1942 - 2018
Pedro Erquicia was an artist. Born in 1942, Pedro Erquicia passed away in 2018. Also born in 1942 and of this same generation are Giuseppe Abramini, Elisabeth Duncan-Meyer, Dominique Angel, Ross Bollerup, and Carlos Dugos.
Further Biographical Context for Pedro Erquicia
Born in 1942, Pedro Erquicia's creative work was predominantly influenced by the 1960s. Art turned into a vehicle for dogmas and other agendas, with Pop and Minimalism appearing simultaneously as the most significant art movements of the decade. Pop Art in New York city embraced the culture of mass media and mass consumerism, with Artists such as Andy Warhol, Roy Lichtenstein and Tom Wesselmann getting inspired by television, comic strips, billboards and other products of the rise of Capitalism for their artworks. On the other side of the country, the West Coast in California, the first features of what would be known as Conceptual art were developing. Minimalism established the crucial idea that art should subsist in its own reality, and not try to represent the physical world. Born of a desire to erase all pre-established notions about art, Minimalism became a radically progressive movement, highly influential worldwide, with artists such as Frank Stella, Donald Judd and Dan Flavin as key figures. Minimalism became influential through the works of artists such as Victor Vasarely and Bridget Riley, while Pop art was an essential by-product of the latter, at the same time critiquing and glorifying popular culture.

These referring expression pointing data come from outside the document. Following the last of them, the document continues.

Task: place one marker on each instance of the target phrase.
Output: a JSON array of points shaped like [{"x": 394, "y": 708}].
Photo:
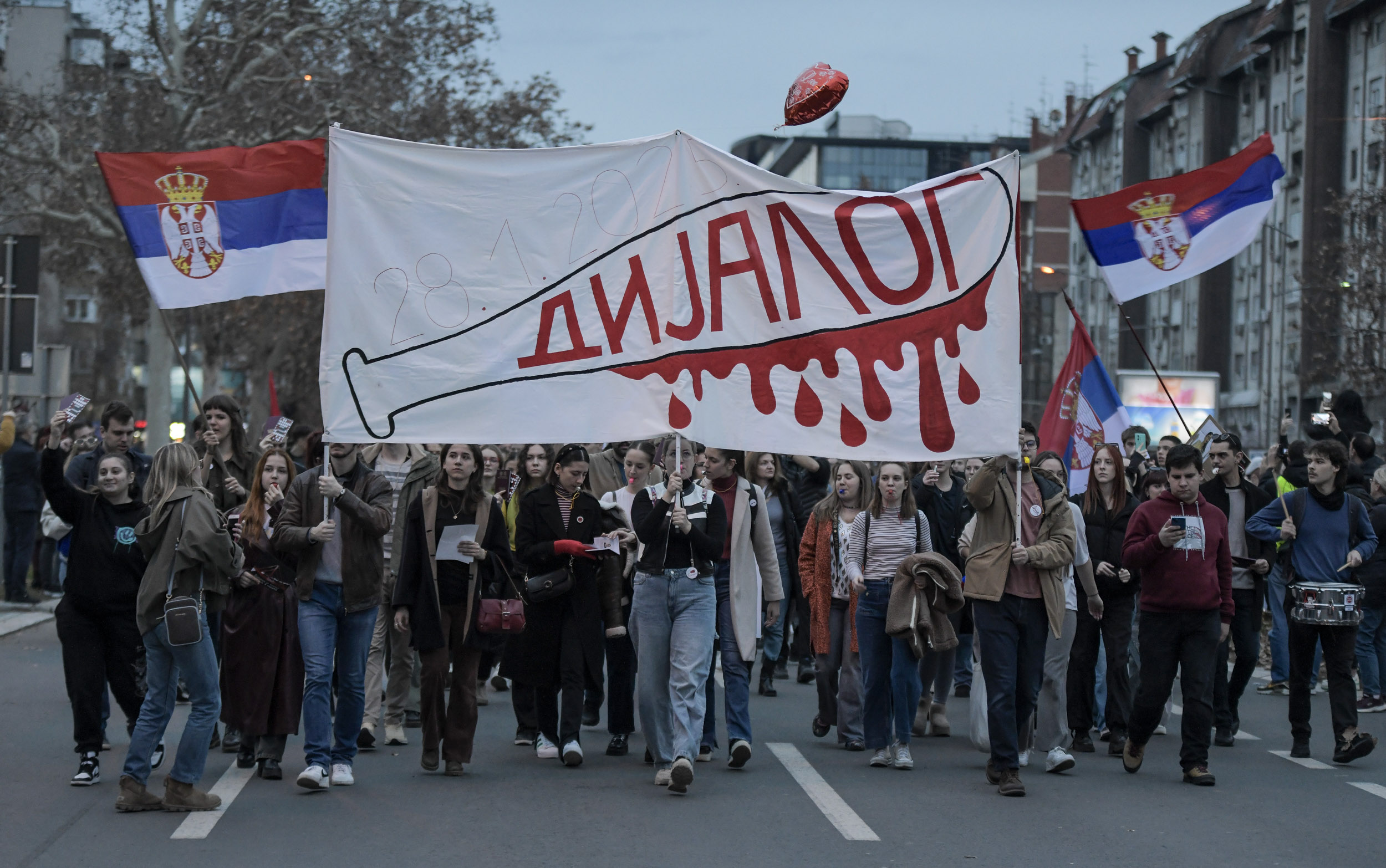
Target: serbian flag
[
  {"x": 225, "y": 224},
  {"x": 1084, "y": 410},
  {"x": 1159, "y": 232}
]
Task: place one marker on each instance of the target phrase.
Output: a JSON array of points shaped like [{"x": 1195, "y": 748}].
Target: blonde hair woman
[{"x": 190, "y": 554}]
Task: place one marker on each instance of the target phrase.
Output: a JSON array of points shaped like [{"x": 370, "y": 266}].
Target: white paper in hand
[
  {"x": 450, "y": 538},
  {"x": 605, "y": 544}
]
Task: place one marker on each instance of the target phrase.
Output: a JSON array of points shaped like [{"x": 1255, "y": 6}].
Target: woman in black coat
[
  {"x": 1107, "y": 509},
  {"x": 96, "y": 617},
  {"x": 563, "y": 642},
  {"x": 437, "y": 599}
]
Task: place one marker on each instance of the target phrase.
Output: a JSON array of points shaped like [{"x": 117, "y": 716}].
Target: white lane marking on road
[
  {"x": 1303, "y": 762},
  {"x": 1377, "y": 789},
  {"x": 838, "y": 811},
  {"x": 198, "y": 824}
]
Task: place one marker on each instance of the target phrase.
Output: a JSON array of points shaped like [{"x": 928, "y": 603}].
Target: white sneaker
[
  {"x": 1058, "y": 760},
  {"x": 314, "y": 777},
  {"x": 903, "y": 759},
  {"x": 573, "y": 753}
]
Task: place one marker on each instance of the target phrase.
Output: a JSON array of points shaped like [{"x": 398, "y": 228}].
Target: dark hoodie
[{"x": 1180, "y": 580}]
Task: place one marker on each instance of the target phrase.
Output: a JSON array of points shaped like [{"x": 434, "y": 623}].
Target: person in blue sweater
[{"x": 1324, "y": 532}]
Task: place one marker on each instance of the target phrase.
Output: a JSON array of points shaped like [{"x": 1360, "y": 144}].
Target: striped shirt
[
  {"x": 564, "y": 505},
  {"x": 891, "y": 541},
  {"x": 395, "y": 474}
]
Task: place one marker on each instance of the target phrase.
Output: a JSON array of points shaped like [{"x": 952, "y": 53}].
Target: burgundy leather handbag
[{"x": 505, "y": 616}]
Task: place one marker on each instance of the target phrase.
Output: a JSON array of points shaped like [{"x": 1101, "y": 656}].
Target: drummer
[
  {"x": 1179, "y": 541},
  {"x": 1327, "y": 535}
]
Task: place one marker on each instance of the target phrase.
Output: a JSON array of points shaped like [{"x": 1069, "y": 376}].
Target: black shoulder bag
[{"x": 182, "y": 615}]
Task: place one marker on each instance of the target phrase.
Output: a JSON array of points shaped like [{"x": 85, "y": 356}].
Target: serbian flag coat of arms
[
  {"x": 1084, "y": 410},
  {"x": 1152, "y": 235},
  {"x": 225, "y": 224}
]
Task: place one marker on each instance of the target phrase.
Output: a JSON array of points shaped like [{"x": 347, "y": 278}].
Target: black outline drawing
[{"x": 365, "y": 361}]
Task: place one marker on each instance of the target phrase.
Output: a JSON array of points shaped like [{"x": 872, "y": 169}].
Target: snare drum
[{"x": 1327, "y": 604}]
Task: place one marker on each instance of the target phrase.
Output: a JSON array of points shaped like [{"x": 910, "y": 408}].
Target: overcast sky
[{"x": 720, "y": 70}]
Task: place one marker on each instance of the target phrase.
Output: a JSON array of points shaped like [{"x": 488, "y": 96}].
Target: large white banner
[{"x": 621, "y": 290}]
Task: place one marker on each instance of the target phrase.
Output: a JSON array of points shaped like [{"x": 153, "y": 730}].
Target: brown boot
[
  {"x": 135, "y": 798},
  {"x": 937, "y": 720},
  {"x": 179, "y": 796}
]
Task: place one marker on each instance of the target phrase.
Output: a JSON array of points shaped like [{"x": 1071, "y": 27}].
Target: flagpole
[{"x": 1141, "y": 344}]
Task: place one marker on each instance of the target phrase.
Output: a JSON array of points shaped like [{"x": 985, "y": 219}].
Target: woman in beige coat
[{"x": 746, "y": 574}]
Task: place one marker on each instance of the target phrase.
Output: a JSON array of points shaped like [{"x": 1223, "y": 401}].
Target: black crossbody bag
[{"x": 182, "y": 615}]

The iconic contemporary art movements that echoed through the wave of radicalism of the 1960s also had their own distinctions and scopes, distinctive to different regions or countries. Spatialism, for instance, was established in Italy by Lucio Fontana and Piero Manzoni, and its ideologies embraced by the Zero group in Germany. Across Europe, the ideologies of Existentialism strongly influenced artists such as Francis Bacon and Alberto Giacometti, who sought to portray the raw human emotions often connected to reflections on death and the lingering angst of the meaninglessness of life.